I’ll be the first to admit that I was skeptical of meal kits — you know, those cooking-for-dummies-style food bundles sent to your doorstep. Visually framing the cooking process with single-serving mise-en-place ingredients while touting sustainability seemed, to me, the epitome of greenwashing. But according to a new study, meal kits can let you successfully cook up a deliciously climate-conscious meal.
The first-of-its-kind study released Monday by University of Michigan researchers revealed that after accounting for every step in the process — from the farm to the landfill — home-delivered meal kits are more environmentally friendly than picking up the same ingredients at your local grocery store. Of course, there are some important caveats: Meal kits tend to have a bad environmental rap due to their monumental amount of packaging. But from a carbon emissions perspective, it turns out food waste is an even bigger sin.
“Even though it may seem like that pile of cardboard generated from a Blue Apron or Hello Fresh subscription is incredibly bad for the environment, that extra chicken breast bought from the grocery store that gets freezer-burned and finally gets thrown out is much worse,” said Shellie Miller, senior author of the study, in a press release.
Meal kits have been booming ever since the major players — Blue Apron, HelloFresh, and Plated — entered the market in 2012. Dozens of other meal kit companies have cropped up around the country catering to every kind of dietary preference, from vegan to paleo, single serve to family style. Meal kit sales reached $3.1 billion nationwide in 2018 after an annual growth rate of nearly 22 percent, but until now, very little was known about their overall environmental footprint.
According to the study, the average carbon footprint for a meal Blue Apron came to the equivalent of 6.1 kg CO2, about 33 percent lower than the 8.1 kg CO2 footprint for the store-bought version. (Though this shouldn’t be a shocker: Meal kits that either contained red meat or were otherwise associated with large amounts of wasted food were found to have the largest environmental impact.)
“I hadn’t quite realized the amount of environmental impact contributed through the supermarket retail process,” Brent Heard, Ph.D. student and lead study author, told Earther. “That includes foods that become food loss from overstocking or stores culling blemished produce, but also operation of supermarkets.”

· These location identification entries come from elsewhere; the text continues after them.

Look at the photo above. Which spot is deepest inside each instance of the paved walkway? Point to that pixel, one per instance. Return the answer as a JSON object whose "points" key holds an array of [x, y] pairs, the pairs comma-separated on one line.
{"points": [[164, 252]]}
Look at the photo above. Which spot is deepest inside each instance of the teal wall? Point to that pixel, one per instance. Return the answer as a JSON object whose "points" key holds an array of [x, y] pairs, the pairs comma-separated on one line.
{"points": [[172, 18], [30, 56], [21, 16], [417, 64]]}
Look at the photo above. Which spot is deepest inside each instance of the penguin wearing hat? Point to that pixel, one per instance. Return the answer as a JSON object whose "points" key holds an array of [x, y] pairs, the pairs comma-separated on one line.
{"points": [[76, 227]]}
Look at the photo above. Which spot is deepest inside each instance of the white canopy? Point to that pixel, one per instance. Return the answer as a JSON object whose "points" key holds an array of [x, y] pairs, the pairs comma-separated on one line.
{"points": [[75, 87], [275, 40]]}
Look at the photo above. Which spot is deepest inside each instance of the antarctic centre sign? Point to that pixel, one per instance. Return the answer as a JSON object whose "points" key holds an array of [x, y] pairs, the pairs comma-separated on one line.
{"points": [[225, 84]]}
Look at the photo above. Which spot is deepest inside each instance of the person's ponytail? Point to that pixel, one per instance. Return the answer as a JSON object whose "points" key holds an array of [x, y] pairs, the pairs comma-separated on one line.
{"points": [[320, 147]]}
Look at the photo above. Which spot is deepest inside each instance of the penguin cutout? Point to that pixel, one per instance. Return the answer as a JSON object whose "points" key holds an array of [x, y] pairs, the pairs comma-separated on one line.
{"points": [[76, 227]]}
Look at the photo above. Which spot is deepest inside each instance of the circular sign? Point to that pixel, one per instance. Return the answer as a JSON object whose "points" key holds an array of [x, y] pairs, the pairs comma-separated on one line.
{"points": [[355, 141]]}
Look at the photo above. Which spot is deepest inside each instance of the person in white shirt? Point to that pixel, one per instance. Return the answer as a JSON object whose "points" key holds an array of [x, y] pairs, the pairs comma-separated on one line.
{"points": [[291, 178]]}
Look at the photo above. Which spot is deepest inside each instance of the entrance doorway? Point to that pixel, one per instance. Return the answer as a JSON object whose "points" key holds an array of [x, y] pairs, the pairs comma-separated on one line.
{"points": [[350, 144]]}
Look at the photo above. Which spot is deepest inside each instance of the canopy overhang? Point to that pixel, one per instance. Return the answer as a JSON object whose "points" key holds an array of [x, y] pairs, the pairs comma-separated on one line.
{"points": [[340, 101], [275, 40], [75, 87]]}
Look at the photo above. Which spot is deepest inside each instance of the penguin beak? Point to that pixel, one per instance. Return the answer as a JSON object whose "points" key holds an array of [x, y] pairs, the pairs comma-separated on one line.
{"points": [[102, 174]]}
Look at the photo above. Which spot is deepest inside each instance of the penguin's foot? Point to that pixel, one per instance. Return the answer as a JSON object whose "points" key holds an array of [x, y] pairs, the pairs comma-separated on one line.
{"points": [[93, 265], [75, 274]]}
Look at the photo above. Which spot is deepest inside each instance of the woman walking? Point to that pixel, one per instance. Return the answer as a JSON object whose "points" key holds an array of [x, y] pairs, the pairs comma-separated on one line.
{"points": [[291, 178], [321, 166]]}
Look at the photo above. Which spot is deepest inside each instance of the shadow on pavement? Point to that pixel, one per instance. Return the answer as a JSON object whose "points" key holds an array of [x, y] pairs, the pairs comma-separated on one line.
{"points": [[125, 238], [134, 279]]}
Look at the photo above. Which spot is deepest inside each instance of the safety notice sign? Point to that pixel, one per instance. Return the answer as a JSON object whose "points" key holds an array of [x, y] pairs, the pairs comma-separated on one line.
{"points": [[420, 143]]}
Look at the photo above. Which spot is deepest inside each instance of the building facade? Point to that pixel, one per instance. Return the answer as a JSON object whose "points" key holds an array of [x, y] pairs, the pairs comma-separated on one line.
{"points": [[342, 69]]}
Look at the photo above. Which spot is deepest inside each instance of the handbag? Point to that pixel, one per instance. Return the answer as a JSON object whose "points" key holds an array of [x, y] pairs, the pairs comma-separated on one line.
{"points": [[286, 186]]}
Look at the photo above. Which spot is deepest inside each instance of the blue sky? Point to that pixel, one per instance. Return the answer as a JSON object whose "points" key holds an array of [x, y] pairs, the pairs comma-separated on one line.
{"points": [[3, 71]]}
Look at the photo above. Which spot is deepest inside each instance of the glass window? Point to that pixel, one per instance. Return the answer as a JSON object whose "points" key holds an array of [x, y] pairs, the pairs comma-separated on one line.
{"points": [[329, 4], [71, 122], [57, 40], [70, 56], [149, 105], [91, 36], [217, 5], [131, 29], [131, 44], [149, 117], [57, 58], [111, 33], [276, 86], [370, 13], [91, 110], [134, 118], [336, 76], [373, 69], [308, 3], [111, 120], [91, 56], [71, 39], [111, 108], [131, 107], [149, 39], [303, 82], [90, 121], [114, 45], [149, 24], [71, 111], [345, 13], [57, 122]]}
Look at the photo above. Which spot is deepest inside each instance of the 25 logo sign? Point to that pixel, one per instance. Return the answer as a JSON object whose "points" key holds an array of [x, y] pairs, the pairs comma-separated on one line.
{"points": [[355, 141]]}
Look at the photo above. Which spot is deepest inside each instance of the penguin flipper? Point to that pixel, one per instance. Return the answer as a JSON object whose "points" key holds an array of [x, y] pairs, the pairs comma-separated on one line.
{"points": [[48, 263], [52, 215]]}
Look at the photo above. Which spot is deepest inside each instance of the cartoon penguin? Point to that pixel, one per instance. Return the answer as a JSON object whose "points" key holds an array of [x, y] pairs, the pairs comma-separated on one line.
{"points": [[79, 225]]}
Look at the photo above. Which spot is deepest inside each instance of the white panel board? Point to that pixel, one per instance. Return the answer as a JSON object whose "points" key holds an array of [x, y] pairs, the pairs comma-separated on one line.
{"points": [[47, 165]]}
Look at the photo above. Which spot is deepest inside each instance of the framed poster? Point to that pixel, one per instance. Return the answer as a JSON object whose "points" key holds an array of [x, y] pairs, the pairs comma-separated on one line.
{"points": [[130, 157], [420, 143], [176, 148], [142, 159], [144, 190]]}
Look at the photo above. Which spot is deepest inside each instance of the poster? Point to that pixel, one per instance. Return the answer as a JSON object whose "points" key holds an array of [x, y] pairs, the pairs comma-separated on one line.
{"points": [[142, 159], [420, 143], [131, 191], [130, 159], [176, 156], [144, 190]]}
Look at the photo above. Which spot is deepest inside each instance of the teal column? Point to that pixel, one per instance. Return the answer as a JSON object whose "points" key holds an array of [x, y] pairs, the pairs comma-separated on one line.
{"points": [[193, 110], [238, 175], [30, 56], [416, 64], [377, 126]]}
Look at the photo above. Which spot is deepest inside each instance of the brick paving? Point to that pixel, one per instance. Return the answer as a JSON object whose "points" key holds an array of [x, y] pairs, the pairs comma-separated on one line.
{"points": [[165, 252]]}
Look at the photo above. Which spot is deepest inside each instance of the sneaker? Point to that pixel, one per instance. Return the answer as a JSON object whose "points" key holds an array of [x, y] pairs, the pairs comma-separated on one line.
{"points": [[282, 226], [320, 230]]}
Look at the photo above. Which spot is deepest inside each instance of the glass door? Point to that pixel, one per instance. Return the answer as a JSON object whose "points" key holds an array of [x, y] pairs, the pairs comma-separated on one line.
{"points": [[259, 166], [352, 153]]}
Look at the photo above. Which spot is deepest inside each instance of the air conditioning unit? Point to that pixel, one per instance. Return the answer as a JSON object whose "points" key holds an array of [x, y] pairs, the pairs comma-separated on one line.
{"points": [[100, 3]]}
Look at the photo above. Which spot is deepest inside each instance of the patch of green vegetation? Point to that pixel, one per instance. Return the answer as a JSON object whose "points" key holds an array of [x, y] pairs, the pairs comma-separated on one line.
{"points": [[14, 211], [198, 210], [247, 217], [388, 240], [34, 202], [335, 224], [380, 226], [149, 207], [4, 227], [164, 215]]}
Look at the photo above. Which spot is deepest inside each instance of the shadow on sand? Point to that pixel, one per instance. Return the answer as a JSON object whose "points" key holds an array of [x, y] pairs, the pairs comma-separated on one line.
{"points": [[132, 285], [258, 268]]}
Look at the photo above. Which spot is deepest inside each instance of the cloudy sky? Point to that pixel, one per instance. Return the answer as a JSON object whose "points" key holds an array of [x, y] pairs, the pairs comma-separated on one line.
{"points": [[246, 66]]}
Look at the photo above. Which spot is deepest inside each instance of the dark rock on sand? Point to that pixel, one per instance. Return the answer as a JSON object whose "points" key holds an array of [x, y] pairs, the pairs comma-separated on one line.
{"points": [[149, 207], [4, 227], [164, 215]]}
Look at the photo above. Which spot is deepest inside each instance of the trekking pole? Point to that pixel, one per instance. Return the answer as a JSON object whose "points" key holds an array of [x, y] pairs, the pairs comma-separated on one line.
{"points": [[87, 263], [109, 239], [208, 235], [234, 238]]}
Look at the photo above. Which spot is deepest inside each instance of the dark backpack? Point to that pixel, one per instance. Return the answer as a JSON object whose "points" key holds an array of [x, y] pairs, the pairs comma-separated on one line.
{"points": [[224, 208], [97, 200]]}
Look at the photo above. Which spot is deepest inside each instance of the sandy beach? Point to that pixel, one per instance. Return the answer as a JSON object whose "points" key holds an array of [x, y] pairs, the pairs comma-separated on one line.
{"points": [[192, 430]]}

Now before you throw out that giant pot of vegetarian chili you made from scratch and look up a meal kit code, keep in mind the study only compared meal kit footprints with grocery store equivalents. Figuring the greenest way to get your grub on is beyond the scope of this particular research paper. But despite their egregious wrapping, it seems that meal kits are doing a better job environment-wise than haters like me initially thought.
So yes — I stand corrected, meal kit companies. Now let’s tackle that wasteful packaging issue, shall we?